Of course, they had given plenty of notice. For the past three weeks, at least, there has been a yellow sign beside the road that crosses the moor announcing that on 25th March the road would be closed for three weeks. Driving the road this morning at 6.30, I made a mental note that the road would probably be closed for the return journey and that I would need to drive home via Bridgwater.

Of course, I forgot. Driving home, I dropped down from the A39 road from Bridgwater to the A361 road from Taunton and went to turn onto Nythe Road, the road that crosses the moor – it was very firmly closed. The prescribed diversion added seven or eight miles to the journey.  Taking a shortcut meant following the narrow single track road, with steep banks on either side, that takes adventurous drivers up Turn Hill, each one hoping that they meet no traffic coming down, because the steep ascent includes a one hundred and eighty degree bend, from which the hill presumably derives its name.

Even if I hadn’t forgotten, I might have tried the moor road. Local road signs would not necessarily constitute the sort of evidence that would pass muster in a court of law – they might be true and they might not be true. Road signs announced the road was closed last year, even Google Maps insisted the road was closed, telling me to turn back when it was obvious that traffic was moving freely – the road had not closed.

Even if I hadn’t forgotten, I might have recalled journeys from the early-1970s when the bridges over the River Cary and the Eighteen Foot Rhyne were replaced. Everyone knew the road was closed and everyone told everyone else that the road was closed and everyone carried on travelling across the moor, driving over the temporary bridges that had been put in place to accommodate farmers who needed to reach livestock.

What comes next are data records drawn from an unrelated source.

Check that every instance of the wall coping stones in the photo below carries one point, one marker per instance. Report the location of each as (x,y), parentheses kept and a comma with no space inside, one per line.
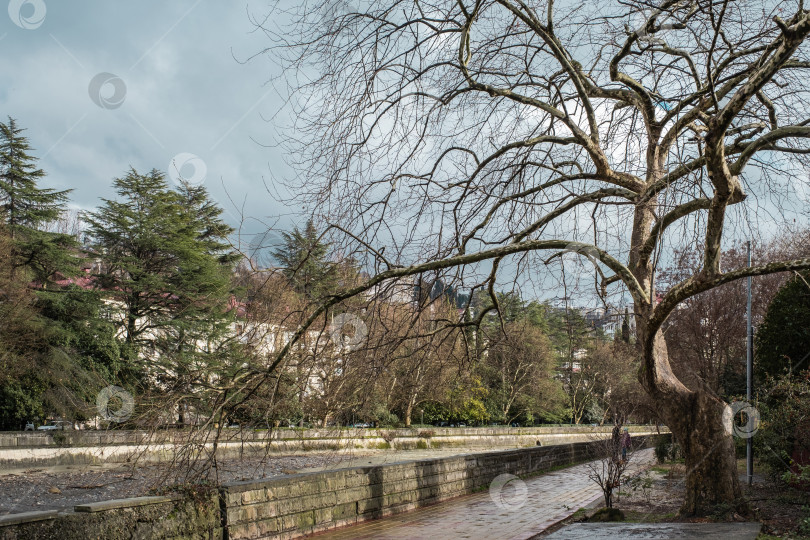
(27,517)
(131,502)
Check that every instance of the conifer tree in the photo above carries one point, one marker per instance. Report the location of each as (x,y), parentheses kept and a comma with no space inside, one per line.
(303,259)
(25,208)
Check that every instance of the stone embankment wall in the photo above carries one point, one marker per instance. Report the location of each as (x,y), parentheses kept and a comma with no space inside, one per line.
(295,505)
(20,450)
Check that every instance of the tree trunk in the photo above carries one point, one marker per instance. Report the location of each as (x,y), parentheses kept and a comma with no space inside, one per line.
(701,423)
(711,464)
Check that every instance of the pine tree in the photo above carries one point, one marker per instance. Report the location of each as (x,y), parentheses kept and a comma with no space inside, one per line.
(304,262)
(167,262)
(25,208)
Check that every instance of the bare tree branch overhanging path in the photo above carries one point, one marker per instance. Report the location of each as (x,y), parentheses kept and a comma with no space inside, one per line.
(549,499)
(480,141)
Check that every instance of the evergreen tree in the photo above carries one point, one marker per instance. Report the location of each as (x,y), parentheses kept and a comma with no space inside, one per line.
(304,261)
(166,261)
(25,208)
(783,338)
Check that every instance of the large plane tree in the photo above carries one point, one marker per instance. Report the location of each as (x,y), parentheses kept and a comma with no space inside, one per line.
(496,135)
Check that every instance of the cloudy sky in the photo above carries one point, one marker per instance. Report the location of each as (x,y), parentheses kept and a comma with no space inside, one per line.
(102,86)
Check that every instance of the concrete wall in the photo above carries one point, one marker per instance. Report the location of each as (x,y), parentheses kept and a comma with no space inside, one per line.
(139,518)
(295,505)
(26,449)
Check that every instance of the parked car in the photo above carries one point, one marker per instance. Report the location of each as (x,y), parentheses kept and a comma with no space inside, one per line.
(56,425)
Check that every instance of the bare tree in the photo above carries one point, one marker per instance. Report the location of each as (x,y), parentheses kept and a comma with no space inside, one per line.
(609,468)
(478,138)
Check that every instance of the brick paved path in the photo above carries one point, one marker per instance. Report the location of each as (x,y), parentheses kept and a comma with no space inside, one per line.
(549,499)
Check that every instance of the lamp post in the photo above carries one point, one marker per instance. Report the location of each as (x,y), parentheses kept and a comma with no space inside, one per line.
(749,368)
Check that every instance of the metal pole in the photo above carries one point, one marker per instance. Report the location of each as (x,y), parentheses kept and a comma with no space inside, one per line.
(749,368)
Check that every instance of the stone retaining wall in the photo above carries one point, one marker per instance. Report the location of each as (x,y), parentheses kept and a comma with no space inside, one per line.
(295,505)
(25,450)
(140,518)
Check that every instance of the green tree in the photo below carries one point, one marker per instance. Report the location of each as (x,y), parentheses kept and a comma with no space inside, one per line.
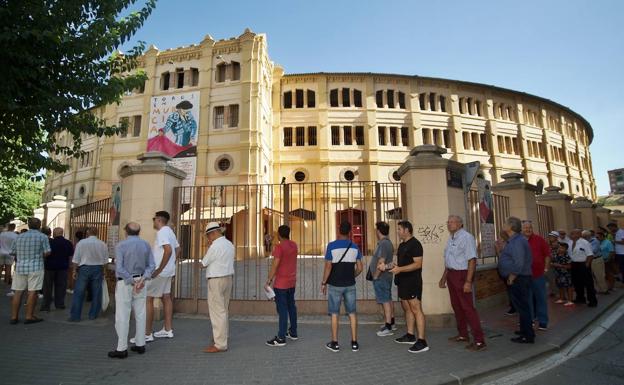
(19,196)
(59,60)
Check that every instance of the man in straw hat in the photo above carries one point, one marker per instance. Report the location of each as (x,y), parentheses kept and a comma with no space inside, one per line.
(219,263)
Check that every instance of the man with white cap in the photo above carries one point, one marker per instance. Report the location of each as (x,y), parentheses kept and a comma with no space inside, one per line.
(219,263)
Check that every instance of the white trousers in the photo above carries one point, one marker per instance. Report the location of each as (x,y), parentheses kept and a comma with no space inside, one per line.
(219,290)
(125,301)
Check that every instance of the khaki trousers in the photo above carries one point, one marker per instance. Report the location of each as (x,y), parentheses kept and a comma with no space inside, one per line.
(219,290)
(599,274)
(125,301)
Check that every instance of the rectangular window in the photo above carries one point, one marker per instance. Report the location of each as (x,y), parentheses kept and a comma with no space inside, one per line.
(466,140)
(359,135)
(312,136)
(393,137)
(287,136)
(333,98)
(335,135)
(300,138)
(311,99)
(136,126)
(357,98)
(432,105)
(421,101)
(233,115)
(390,96)
(299,98)
(348,138)
(235,70)
(124,121)
(426,137)
(288,99)
(402,100)
(219,116)
(164,81)
(405,136)
(194,77)
(221,69)
(381,134)
(379,99)
(179,77)
(345,97)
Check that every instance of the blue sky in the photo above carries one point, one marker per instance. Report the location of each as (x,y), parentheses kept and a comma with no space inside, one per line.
(571,52)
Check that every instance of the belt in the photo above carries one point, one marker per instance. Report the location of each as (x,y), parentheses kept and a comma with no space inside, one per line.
(134,276)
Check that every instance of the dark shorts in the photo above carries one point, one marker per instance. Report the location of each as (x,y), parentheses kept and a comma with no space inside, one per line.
(410,288)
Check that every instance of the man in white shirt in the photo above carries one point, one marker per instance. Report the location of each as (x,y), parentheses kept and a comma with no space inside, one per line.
(618,242)
(6,260)
(165,250)
(582,279)
(219,263)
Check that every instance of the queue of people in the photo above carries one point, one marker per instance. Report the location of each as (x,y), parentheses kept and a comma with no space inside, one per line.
(531,266)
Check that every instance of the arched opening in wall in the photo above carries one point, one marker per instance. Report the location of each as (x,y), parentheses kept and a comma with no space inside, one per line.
(300,176)
(540,187)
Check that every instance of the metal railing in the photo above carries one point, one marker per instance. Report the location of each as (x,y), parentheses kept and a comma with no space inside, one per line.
(251,215)
(95,214)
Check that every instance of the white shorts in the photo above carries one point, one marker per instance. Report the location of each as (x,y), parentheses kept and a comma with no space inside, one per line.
(30,282)
(159,286)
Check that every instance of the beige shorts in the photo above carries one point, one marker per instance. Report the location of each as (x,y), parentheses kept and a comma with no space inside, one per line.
(30,282)
(159,286)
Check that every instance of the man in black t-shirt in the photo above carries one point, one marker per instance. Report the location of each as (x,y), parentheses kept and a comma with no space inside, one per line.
(408,278)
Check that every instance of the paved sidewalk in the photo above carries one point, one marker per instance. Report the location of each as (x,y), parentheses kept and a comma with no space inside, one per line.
(58,352)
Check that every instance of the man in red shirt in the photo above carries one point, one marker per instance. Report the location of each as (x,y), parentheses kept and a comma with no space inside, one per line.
(284,270)
(541,262)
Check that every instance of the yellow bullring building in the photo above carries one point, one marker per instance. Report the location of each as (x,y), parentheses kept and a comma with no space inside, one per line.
(257,124)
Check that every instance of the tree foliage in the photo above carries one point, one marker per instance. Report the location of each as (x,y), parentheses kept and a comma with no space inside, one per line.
(59,60)
(19,196)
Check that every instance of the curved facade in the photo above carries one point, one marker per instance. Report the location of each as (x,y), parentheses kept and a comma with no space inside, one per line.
(257,124)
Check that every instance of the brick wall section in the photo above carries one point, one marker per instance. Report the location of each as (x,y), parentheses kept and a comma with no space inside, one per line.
(488,282)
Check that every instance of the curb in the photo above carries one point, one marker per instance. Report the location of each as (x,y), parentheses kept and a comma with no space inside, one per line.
(547,350)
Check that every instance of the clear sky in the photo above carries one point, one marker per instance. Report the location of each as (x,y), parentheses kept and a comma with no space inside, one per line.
(571,51)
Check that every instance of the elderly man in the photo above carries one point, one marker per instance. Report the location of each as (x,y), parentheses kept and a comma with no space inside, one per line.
(56,265)
(598,264)
(29,249)
(540,251)
(514,264)
(134,264)
(219,263)
(581,255)
(460,261)
(90,256)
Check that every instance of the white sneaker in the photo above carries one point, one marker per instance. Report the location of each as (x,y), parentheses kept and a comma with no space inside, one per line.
(164,333)
(148,338)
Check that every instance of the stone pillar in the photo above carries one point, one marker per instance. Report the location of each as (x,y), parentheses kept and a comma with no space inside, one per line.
(602,215)
(521,195)
(618,217)
(433,187)
(147,187)
(560,203)
(587,209)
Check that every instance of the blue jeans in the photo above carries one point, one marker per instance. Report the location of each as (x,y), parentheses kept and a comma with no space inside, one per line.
(285,303)
(87,275)
(521,298)
(335,295)
(539,305)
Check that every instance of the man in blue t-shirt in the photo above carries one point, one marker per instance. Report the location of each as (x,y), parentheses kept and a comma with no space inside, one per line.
(343,262)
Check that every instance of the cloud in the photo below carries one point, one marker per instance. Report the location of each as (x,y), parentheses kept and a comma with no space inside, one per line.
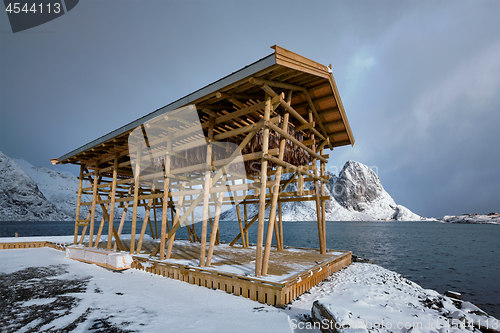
(476,82)
(357,69)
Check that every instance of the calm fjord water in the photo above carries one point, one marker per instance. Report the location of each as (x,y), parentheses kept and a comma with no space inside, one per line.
(439,256)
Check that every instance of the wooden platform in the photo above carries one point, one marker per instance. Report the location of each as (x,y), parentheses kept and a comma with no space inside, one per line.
(292,271)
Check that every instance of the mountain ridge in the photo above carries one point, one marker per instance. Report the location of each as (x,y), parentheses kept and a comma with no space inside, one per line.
(29,193)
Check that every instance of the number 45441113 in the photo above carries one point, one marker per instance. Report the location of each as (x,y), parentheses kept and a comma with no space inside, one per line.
(15,7)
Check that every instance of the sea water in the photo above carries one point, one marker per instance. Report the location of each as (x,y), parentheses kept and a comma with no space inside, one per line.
(439,256)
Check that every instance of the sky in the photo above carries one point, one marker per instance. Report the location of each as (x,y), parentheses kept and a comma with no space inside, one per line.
(419,80)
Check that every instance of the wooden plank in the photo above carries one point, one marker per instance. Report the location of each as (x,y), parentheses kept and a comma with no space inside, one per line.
(274,200)
(280,216)
(206,194)
(136,199)
(213,235)
(295,141)
(144,224)
(78,201)
(94,201)
(195,203)
(112,204)
(263,180)
(176,222)
(322,246)
(124,215)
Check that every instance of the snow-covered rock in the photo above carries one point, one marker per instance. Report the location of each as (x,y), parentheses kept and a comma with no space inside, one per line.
(21,198)
(58,187)
(370,298)
(492,218)
(356,195)
(29,193)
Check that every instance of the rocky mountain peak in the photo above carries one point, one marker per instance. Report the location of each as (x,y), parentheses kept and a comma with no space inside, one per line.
(357,186)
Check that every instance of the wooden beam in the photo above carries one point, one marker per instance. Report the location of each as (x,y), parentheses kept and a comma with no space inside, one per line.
(304,126)
(94,201)
(274,200)
(294,140)
(136,199)
(263,180)
(112,204)
(275,84)
(78,201)
(144,224)
(213,235)
(164,222)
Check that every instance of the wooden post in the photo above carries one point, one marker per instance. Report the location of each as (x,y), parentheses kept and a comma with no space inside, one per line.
(213,235)
(176,220)
(245,233)
(262,197)
(322,248)
(101,226)
(144,223)
(206,194)
(238,212)
(280,216)
(156,222)
(274,201)
(112,203)
(164,222)
(124,215)
(84,231)
(323,203)
(136,198)
(78,200)
(94,203)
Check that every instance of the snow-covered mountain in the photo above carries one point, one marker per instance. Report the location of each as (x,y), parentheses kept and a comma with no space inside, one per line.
(58,187)
(37,193)
(29,193)
(21,198)
(356,195)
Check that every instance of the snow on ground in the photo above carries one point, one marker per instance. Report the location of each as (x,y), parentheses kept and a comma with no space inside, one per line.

Everyone knew that everyone continued to use the road, and no-one said anything. If someone has ventured down to the road works, word will undoubtedly spread as to the possibilities of ignoring the signs.

The road works are a piece of hubris. It is a bog road and the subsidence of one edge into the adjoining ditch is what happens on bog roads; millions could be spent, and the road would still sink. For months, barriers have kept traffic safely away from the subsidence, they have meant giving way to oncoming traffic, but traffic is infrequent on the road and slowing down was no inconvenience. In fact, the uneven nature of the road made it much safer. The diversion will probably simply cause problems somewhere else.